DYBALA«Dybala non si discute: se sano, è un fuoriclasse che fa la differenza. Però gioca poco. La sua “fortuna” è che sono infortuni muscolari: non solo si può lavorare per curarli, ma anche per prevenirli. Ho una domanda: perché la Juve l’ha lasciato andare? Forse certe richieste di ingaggio non andavano fatte. Lo vedrei bene alla Roma per Zaniolo, libero sul centrodestra». 

SORPRESA«Se parliamo di squadra, il Napoli. Ma tutto gira attorno a Koulibaly. Se lui resta, Spalletti può lottare per lo scudetto. Se va via, perde molto». 
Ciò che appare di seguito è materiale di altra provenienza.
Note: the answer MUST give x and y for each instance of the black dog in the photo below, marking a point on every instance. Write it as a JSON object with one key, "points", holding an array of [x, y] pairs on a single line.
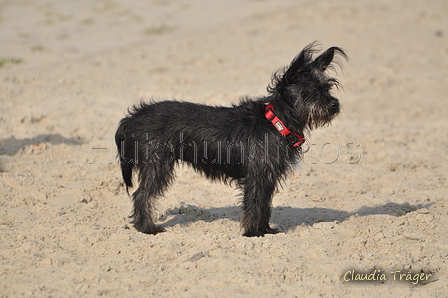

FAVORITE SCUDETTO«Inter e Juve sono in vantaggio. L’Inter era già forte, s’è potenziata con Mikhitaryan, un ottimo acquisto, e con Lukaku, che farà la differenza. In Italia non c’è un difensore che possa fermarlo, in Inghilterra è un’altra storia. Se poi prende anche Bremer… Però vediamo Gosens: non deve far rimpiangere Perisic che è stato decisivo con gol, assist, avversari obbligati al raddoppio». 

JUVE«Era quella più indietro come giocatori e come testa. Non da Juve. Non ho visto il solito animus pugnandi. Ora ha colmato il gap: aveva bisogno di un giocatore importante a centrocampo. Pogba può essere quello giusto, decisivo, forte, creativo, trascinatore. Quando partiva lasciava gli altri nella polvere. Da mezzala naturalmente. Al centro Locatelli deve solo abituarsi: può fare benissimo quel ruolo». 

MILAN PIU INDIETRO«Per ora sì. Ha Leao che fa la differenza, ha una delle fasce di sinistra più forti d’Europa, deve ripartire da come aveva finito il campionato: così sarà difficile da affrontare per tutti. Il pilota c’è. Se arriva De Ketelaere ha un gran rinforzo. E poi Origi: buon giocatore, ma va aspettato». 

SPERANZA TATTICA«Spero che la palla viaggi più veloce e verticale. Non sto parlando di lancioni, spero che capiscano. Dico che, riconquistata palla, devono giocare in avanti, con dribbling, verticalizzazioni, come fa il Liverpool e ora anche Guardiola che, non a caso, ha preso il centravanti vero. Meno palloni al portiere, meno passaggi laterali: sono facili, ma servono a togliersi ogni responsabilità, a non rischiare».